Tokenizing IT jobs | Tim Retout

One size does not fit all when it comes to building search applications - it is important to think about the business domain and user expectations. Here's a classic example from recruitment search (a domain which has absorbed six years of my life already...) - imagine you are a candidate searching for IT jobs on your favourite job board.

Recall how a full-text index works as implemented in Solr or Elasticsearch - the job posting documents are treated as a bag of words (i.e. the order of the words doesn't matter in the first instance). When indexing each job, the search engine tokenizes the document to get a list of which words are included.

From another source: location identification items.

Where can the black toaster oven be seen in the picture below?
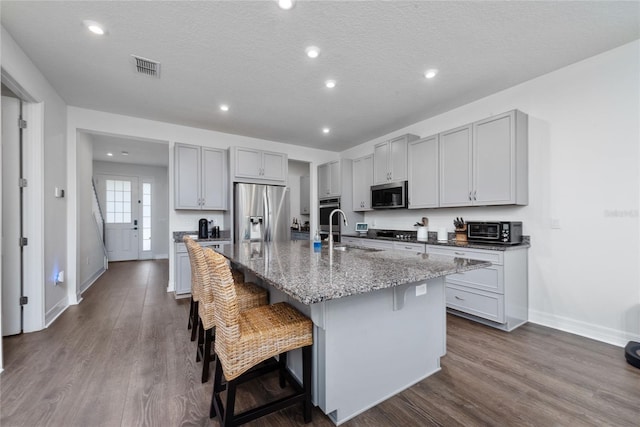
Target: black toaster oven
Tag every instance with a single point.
(497, 232)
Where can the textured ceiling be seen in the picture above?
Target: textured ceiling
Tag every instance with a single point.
(250, 55)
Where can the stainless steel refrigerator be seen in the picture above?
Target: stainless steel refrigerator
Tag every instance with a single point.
(261, 212)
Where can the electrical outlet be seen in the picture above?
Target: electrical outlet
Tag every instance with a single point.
(421, 289)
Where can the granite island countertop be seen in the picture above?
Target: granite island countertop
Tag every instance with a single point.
(311, 277)
(224, 236)
(526, 242)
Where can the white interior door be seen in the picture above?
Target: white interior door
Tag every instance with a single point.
(11, 214)
(120, 205)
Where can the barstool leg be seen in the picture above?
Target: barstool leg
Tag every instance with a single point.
(217, 388)
(190, 313)
(282, 363)
(306, 379)
(230, 406)
(200, 340)
(194, 321)
(206, 355)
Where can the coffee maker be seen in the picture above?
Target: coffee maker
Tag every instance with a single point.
(203, 228)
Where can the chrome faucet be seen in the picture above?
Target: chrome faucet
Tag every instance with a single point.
(344, 219)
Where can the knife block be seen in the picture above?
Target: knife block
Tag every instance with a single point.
(461, 234)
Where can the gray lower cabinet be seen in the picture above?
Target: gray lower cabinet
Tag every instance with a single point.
(299, 235)
(496, 295)
(183, 267)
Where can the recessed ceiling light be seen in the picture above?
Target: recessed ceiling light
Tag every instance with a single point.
(312, 52)
(94, 27)
(286, 4)
(429, 74)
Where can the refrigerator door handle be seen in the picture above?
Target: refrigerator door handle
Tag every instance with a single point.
(267, 217)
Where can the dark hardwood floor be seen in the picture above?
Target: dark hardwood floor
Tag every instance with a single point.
(123, 358)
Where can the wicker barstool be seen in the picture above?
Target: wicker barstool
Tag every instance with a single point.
(195, 287)
(249, 295)
(247, 338)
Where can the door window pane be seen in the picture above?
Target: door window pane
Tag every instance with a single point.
(118, 201)
(146, 216)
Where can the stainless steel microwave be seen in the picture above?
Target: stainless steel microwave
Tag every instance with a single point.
(389, 196)
(500, 232)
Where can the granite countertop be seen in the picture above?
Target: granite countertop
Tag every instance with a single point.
(311, 277)
(224, 236)
(452, 242)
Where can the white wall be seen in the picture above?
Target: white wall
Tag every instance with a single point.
(115, 124)
(296, 170)
(159, 197)
(89, 242)
(584, 135)
(25, 74)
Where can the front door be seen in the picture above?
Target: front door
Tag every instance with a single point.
(120, 205)
(11, 218)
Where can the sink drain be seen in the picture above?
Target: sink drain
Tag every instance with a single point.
(632, 353)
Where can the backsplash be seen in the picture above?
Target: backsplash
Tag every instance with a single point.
(405, 219)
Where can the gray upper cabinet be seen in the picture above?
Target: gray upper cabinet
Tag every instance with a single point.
(423, 173)
(362, 181)
(305, 199)
(390, 159)
(500, 173)
(258, 165)
(329, 180)
(455, 167)
(200, 177)
(485, 163)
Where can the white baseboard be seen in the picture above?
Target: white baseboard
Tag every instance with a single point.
(54, 312)
(91, 280)
(584, 329)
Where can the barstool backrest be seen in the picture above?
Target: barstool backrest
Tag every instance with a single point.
(227, 312)
(197, 261)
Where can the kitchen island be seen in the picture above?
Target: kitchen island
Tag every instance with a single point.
(379, 316)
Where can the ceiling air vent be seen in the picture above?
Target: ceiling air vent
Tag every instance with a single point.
(146, 66)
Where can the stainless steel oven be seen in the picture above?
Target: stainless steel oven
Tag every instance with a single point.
(326, 207)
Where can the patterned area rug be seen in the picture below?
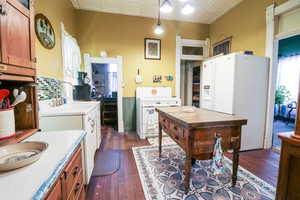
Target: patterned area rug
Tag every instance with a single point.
(166, 140)
(162, 179)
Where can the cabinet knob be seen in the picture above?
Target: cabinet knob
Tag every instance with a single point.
(2, 11)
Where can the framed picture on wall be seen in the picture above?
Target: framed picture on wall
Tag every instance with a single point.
(44, 31)
(152, 48)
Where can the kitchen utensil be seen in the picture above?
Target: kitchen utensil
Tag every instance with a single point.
(3, 94)
(15, 92)
(20, 155)
(7, 123)
(19, 98)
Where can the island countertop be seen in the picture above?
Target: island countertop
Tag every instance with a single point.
(74, 108)
(34, 181)
(200, 117)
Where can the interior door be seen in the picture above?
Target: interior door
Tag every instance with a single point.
(15, 30)
(224, 84)
(207, 85)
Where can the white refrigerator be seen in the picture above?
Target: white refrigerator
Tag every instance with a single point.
(237, 84)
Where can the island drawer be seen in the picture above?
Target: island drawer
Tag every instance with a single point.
(73, 172)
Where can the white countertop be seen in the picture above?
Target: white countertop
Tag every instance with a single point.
(74, 108)
(34, 181)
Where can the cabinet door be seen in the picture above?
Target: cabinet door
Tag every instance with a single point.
(56, 192)
(16, 29)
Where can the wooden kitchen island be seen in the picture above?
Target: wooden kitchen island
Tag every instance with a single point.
(196, 133)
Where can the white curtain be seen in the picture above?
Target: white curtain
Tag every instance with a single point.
(71, 62)
(288, 74)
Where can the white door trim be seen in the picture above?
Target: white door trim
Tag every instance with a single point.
(180, 42)
(88, 60)
(271, 51)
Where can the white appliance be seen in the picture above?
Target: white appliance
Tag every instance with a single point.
(237, 84)
(147, 99)
(77, 116)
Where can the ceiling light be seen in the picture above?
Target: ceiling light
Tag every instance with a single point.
(187, 9)
(166, 7)
(158, 29)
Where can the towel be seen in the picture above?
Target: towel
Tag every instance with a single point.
(218, 158)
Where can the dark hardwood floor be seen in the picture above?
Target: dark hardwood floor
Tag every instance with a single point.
(125, 183)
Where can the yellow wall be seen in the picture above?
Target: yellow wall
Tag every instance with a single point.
(246, 23)
(122, 35)
(49, 62)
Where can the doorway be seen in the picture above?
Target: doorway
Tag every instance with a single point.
(286, 93)
(190, 82)
(107, 76)
(105, 88)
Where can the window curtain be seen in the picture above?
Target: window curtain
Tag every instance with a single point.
(71, 62)
(288, 74)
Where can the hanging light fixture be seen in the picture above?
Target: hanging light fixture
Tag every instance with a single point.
(158, 29)
(187, 9)
(166, 7)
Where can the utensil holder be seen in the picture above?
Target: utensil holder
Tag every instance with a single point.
(7, 124)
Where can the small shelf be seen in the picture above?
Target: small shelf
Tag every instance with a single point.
(20, 136)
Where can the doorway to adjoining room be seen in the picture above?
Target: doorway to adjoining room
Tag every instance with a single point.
(190, 83)
(105, 89)
(287, 84)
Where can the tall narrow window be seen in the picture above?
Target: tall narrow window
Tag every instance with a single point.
(223, 47)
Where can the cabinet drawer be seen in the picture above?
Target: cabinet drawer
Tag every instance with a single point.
(164, 122)
(73, 172)
(77, 188)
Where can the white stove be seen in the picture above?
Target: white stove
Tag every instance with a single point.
(147, 99)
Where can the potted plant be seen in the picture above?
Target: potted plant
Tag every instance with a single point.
(282, 94)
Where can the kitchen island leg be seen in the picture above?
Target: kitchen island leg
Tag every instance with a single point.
(159, 139)
(235, 166)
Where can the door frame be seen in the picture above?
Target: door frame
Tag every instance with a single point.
(272, 43)
(88, 60)
(180, 42)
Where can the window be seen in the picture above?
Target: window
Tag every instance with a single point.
(188, 50)
(223, 47)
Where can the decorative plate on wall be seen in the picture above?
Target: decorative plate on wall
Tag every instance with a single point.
(44, 31)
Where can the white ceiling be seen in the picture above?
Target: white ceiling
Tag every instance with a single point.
(206, 11)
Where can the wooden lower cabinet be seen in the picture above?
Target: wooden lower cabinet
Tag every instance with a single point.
(70, 184)
(56, 192)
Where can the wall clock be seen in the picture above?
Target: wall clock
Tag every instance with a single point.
(44, 31)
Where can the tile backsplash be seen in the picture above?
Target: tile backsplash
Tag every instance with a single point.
(49, 88)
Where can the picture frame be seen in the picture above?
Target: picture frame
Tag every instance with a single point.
(44, 31)
(152, 48)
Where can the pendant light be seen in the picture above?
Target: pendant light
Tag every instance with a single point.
(187, 9)
(158, 29)
(166, 7)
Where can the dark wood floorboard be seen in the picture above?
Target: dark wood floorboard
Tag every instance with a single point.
(125, 184)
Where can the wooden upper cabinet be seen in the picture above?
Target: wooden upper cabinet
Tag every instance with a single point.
(17, 33)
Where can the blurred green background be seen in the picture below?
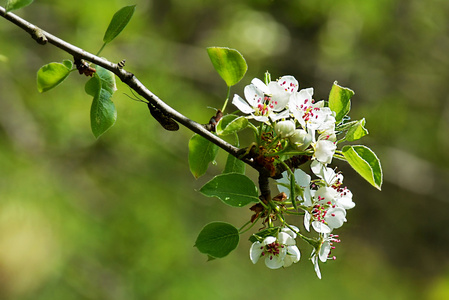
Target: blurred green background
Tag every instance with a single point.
(116, 218)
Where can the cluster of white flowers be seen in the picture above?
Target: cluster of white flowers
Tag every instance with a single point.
(324, 202)
(279, 251)
(296, 115)
(308, 126)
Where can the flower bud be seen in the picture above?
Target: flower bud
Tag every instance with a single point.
(284, 128)
(300, 139)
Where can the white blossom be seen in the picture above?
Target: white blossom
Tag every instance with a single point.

Then, for each individual word we create a list of which documents include each word.

Normally you tell the indexer to exclude so-called "stopwords" which do not provide any useful information to the searcher - e.g. "a", "is", "it", "to", "and". These terms are present in most if not all documents, so would take up a huge amount of space in your index for little benefit. The same stopwords are excluded from queries to reduce the complexity of the search problem.

However, look at the word "it". It matches the term "IT" case-insensitively - and it's quite common for candidates to use lowercase when entering queries. So we want the query [it] to return jobs containing "IT" - this means "it" cannot be a stopword for queries!

To solve this in Solr, we end up doing something much more complicated:

First, "it" is not included in our stopwords list.
At index time, the term "IT" is mapped to "informationtechnology", case-sensitively. (I believe this is so that phrase matches might work? You can ensure that the phrase "Information Technology" maps to the same token.)
At query time, the term "it" and similar is mapped to the same token.

To implement this in Solr, use a separate analyzer for index/query time on the field, pointing at different synonym files.

While the implementation is quite ugly, the principle is simple: the recruiter and the candidate intended different things when writing the job posting versus the query, and we need to handle each according to the intention of the author. For a different application that had nothing to do with IT, you could safely ignore the word "it".